By STEVE PEOPLES and CHRISTINA A. CASSIDY
Associated Press
ATLANTA (AP) — The chaos that plagued Georgia’s primary this week is raising concerns about a potential broader failure of the nation’s patchwork election system that could undermine the November presidential contest, political leaders and elections experts say.
With less than five months to go, fears are mounting that several battleground states are not prepared to administer problem-free elections during the pandemic.
The increasingly urgent concerns are both complex and simple: long lines disproportionately affecting voters of color in places like Atlanta with a history of voter suppression; a severe shortage of poll workers scared away by coronavirus concerns; and an emerging consensus that it could take several days after polls close on Election Day to determine a winner as battleground states struggle with an explosion of mail voting.
“We want a democracy in the United States we can showcase for the world, and right now it’s broken and on full display,” said Kristen Clarke, president and executive director of the Lawyers’ Committee for Civil Rights Under Law.
Officials across the political spectrum have raised concerns, but there is a contrast in the level of urgency by party, and even by race.
Democrats want to send billions of dollars to overburdened state and local election systems and expand in-person early voting and universal no-excuse mail balloting. Republicans, reluctant to inject the federal government into state elections, have resisted such efforts and instead call on local elections officials, who in urban areas are often Democrats, to fix the problems themselves.
President Donald Trump is also fighting states’ plans to expand voting by mail, raising repeated concerns with no evidence about voter fraud.
Civil rights activist Al Sharpton said he has lost confidence in the nation’s voting system, particularly across states where federal protections that ensured minority voters weren’t disenfranchised have been swept away.
“You’re almost back to the Confederates against the Union,” Sharpton said.
He offered a simple message to people of color and those who run elections this fall: “If you do not vote and protect the vote, then you are helping to keep the knee on our necks.”

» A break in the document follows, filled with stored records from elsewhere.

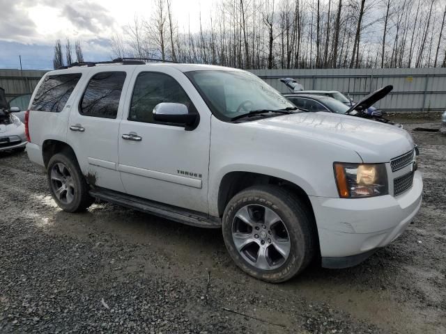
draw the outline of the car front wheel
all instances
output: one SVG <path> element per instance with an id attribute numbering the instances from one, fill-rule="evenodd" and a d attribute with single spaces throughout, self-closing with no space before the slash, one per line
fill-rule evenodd
<path id="1" fill-rule="evenodd" d="M 268 282 L 289 280 L 314 255 L 314 219 L 298 198 L 277 186 L 236 195 L 223 216 L 223 237 L 236 264 Z"/>

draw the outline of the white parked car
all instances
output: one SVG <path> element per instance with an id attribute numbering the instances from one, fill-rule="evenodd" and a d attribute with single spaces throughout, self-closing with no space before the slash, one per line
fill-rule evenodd
<path id="1" fill-rule="evenodd" d="M 301 112 L 240 70 L 88 65 L 47 73 L 26 116 L 29 159 L 67 212 L 97 198 L 222 228 L 240 268 L 282 282 L 319 257 L 360 263 L 421 205 L 403 129 Z"/>
<path id="2" fill-rule="evenodd" d="M 0 152 L 23 151 L 26 145 L 25 127 L 14 115 L 18 108 L 10 108 L 3 88 L 0 88 Z"/>

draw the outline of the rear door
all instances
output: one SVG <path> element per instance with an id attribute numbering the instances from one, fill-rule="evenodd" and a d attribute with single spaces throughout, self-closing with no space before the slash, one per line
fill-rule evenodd
<path id="1" fill-rule="evenodd" d="M 117 168 L 118 134 L 124 92 L 134 68 L 93 68 L 72 106 L 67 133 L 67 142 L 89 182 L 121 192 L 124 188 Z"/>
<path id="2" fill-rule="evenodd" d="M 134 74 L 119 131 L 119 170 L 129 194 L 208 212 L 210 116 L 187 78 L 162 66 L 139 67 Z M 161 102 L 185 104 L 198 112 L 197 127 L 186 131 L 153 120 Z M 138 141 L 125 139 L 137 136 Z"/>

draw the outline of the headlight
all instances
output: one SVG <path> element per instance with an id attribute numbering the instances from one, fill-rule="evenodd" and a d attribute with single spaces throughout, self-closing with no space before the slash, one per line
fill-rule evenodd
<path id="1" fill-rule="evenodd" d="M 357 198 L 389 193 L 384 164 L 333 164 L 339 196 Z"/>
<path id="2" fill-rule="evenodd" d="M 20 127 L 22 125 L 20 119 L 15 115 L 11 115 L 11 118 L 13 119 L 13 122 L 16 127 Z"/>

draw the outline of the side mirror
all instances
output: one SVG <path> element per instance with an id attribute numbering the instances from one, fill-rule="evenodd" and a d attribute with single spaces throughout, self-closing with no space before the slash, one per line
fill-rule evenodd
<path id="1" fill-rule="evenodd" d="M 181 125 L 186 130 L 193 130 L 198 125 L 199 114 L 191 113 L 181 103 L 159 103 L 153 108 L 153 119 L 163 123 Z"/>

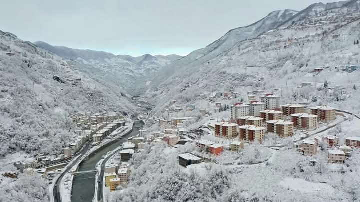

Election officials are expressing optimism as they scramble to address glaring problems. Amid continued pandemic concerns, many don’t have enough poll workers to staff voting sites, the capacity to train new workers in states featuring new equipment or the ability to efficiently process the surge in mail ballots.
The challenges have led to extraordinarily long lines, particularly in urban areas.
The final Las Vegas voter wasn’t able to cast a ballot until 3 a.m. Wednesday, eight hours after polls were supposed to close. Some Atlanta voters brought lawn chairs to wait in lines that exceeded five hours.
Wait times of two hours or more were reported in recent weeks across Philadelphia, Milwaukee and Washington, D.C.
Beyond lines, the mail voting boom has caused unprecedented reporting delays.
Pennsylvania officials were still counting mail ballots from the state’s June 2 election on June 11. Because of a court order, Wisconsin didn’t begin to release results of its April 7 primary until six days after polls closed.
Former Wisconsin Gov. Scott Walker, a Republican, said he’s confident in the state’s voting system and blames any issues on the “incompetence” of municipal election officials. The criticism was in line with that of Georgia’s chief elections officer, a Republican who blamed the election leaders of two Democratic-controlled counties for most of the problems in Tuesday’s primary.
That highlights a complicated reality across America. Each state has its own set of complicated ballot-access laws, adopted by the party in power at the statehouse and implemented by local governments with little to no federal oversight.
Ohio Secretary of State Frank LaRose, a Republican, said he’s working to ensure Ohio has adequate poll workers. He’s tweaking a program allowing high school seniors to be poll workers, encouraging companies to give workers a paid day off and advocating state agencies that don’t already offer days off for poll workers to do so.